Glorious Condado de Huelva wines
Condado de Huelva wines have a glorious history. Since the Middle Ages, boats loaded up with wine would leave Moguer and La Palma del Condado, heading for northern Europe, and later, for America. The boats traveled the Tinto River, which at that time was wide and fast-flowing, to get to the sea.
Wines from those bodegas were fortified, and they continue to occupy the oak casks in wine cellars today, although there are also new creations, such as orange wine (which is made after aging aromatized white wine with macerated orange peels, which is later aged using the solera system).
Huelva's greatest writer, Juan Ramón Jiménez, spoke about wine from Moguer: “Moguer is like a glass rod, thick and transparent, which waits all year long, under a blue sky, for its golden wine. Once September arrives, if the devil doesn't spoil the festivities, the cup is filled to the top with wine, and it spills over, almost always, like a generous heart. The entire village smells of wine (...) and sounds of glass".
The top restaurants in the province
Perhaps the best spot in Huelva, the Spanish Gastronomy Capital, is Acánthum (San Salvador, 17; www.acanthum.com), where the great local chef Xanty Elías holds court. He is a renewed enthusiast for Huelva's cuisine, and his favorite recipes involve coastal tuna.
Another option in Huelva is Azabache (Vázquez López, 22; www.restauranteazabache.com) headed up by Juan Francisco Martín, who focuses on using top-flight ingredients and has a very popular and well-provisioned bar. Prawn carpaccio and grilled vegetables are among his most requested dishes.

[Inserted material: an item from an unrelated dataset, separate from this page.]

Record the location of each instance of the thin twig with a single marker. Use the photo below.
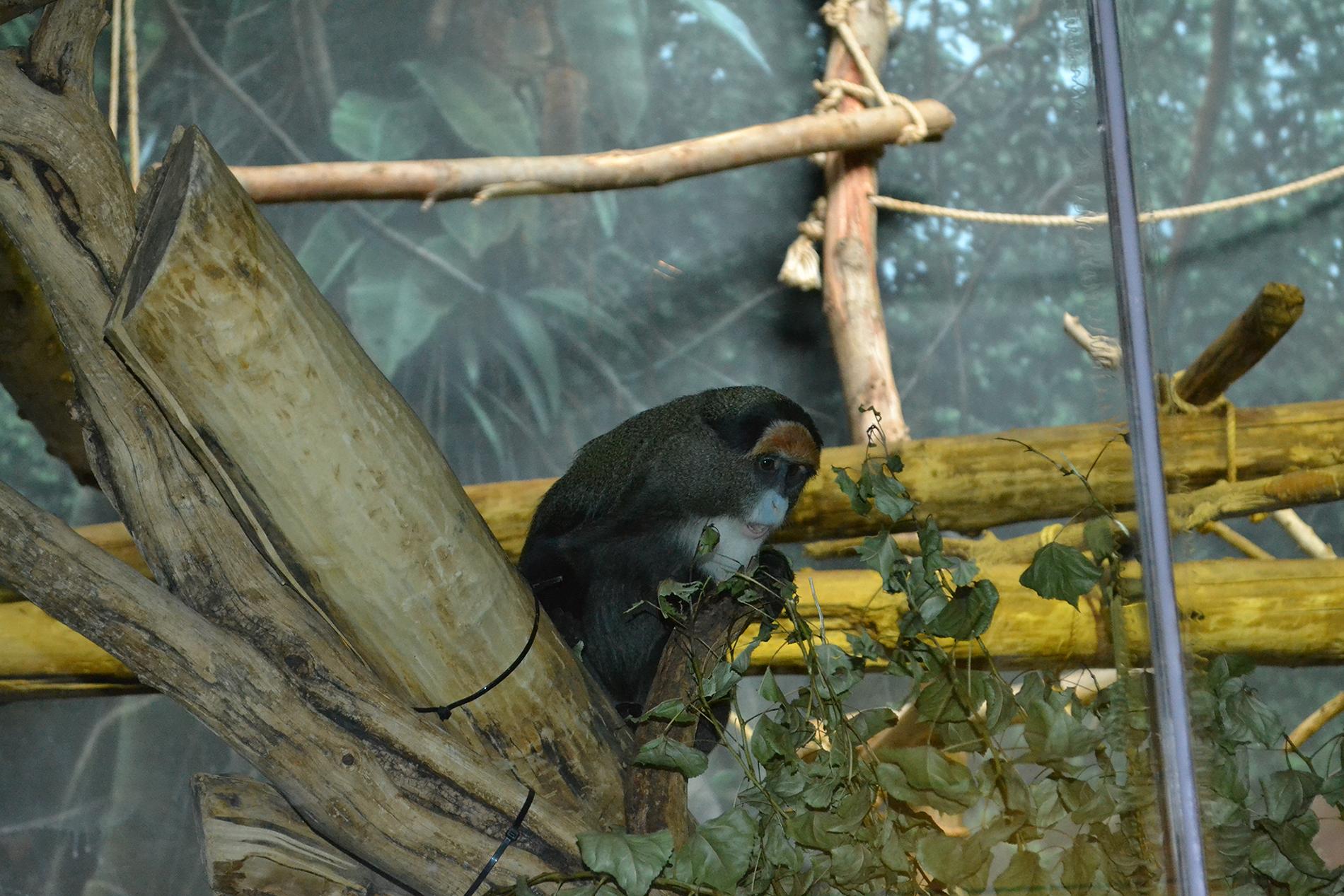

A classic locale in Hueva which uses excellent ingredients is Portichuelo (Vázquez López, 15; www.restauranteportichuelo.com), serving delicious Ibérico pork and sea bass à la marinière as its specialties. One last recommendation in the capital is El Condado (Sor Ángela de la Cruz, 3; Tel.: 959 26 11 23), a bustling restaurant where customers dine on quality ham and a range of tapas.

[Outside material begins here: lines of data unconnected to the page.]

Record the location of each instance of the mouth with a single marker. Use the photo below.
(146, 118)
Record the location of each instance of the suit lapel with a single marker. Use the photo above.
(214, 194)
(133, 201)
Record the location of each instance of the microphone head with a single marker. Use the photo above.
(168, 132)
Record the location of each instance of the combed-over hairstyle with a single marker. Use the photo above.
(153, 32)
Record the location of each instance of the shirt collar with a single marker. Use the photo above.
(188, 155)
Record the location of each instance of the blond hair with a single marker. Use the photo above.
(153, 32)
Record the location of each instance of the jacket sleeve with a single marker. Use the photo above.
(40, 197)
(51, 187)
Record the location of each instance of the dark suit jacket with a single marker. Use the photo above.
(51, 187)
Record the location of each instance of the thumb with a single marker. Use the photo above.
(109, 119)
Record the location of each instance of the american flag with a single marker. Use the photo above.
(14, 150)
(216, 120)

Aracena, capital of the mountains
Aracena is the capital of the Sierra de Aracena and Picos de Aroche Natural Park. In an area with lots of temptation, the main gastronomic attraction is Casas (Pozo de las Nieve, 39. www.restaurantecasas.es), whose menu pays homage to the Ibérico pig. Another great option is mushrooms from the mountains. Four kilometers from Aracena, in Linares de la Sierra, Arrieros (Avda. Arrieros, 2; www.arrieros.net) is a sure bet. The kitchen is helmed by Luismi López, who prepares "mountain cuisine" with his own personal touch, mainly featuring Ibérico products and ingredients from the garden.

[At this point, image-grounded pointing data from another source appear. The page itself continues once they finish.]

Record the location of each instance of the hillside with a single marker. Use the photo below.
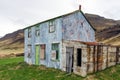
(12, 43)
(107, 31)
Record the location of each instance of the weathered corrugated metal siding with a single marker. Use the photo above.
(76, 27)
(44, 38)
(82, 70)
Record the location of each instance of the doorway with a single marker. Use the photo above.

A good alternative in Jabugo, which is known around the world for its Ibérico pork products, is Bodega 5 Jotas (Ctra. Huelva-Badajoz s/n. Tel.: 603 59 90 61). As a company as important as this one knows, it's best to let our culinary gem speak for itself, especially here where it's in its element.
In Bollullos Par del Condado, El Bodegón del Abuelo Curro (Avda. 28 de febrero, 97; Tel.: 959 41 21 29) serves not only charcuterie, but also excellent fish.
If we head to the coast, in the bustling town of Matalascañas, a great option is Bodegón Atalaya (Sector A, 23; www.bodegonatalaya.com), which serves modern cuisine, including a nice selection of fried foods and appetizers, and top-notch fish and meat.
Our journey ends in Isla Cristina, with a classic restaurant, Casa Rufino (Avda. Eucalipto, 1; www.restauranterufino.com), which offers a well-known menu of eight different fishes and eight sauces, as well as delicious dishes such as smoked tuna. With such an enormous selection of products, Huelva isn't just a province, it's a culinary continent.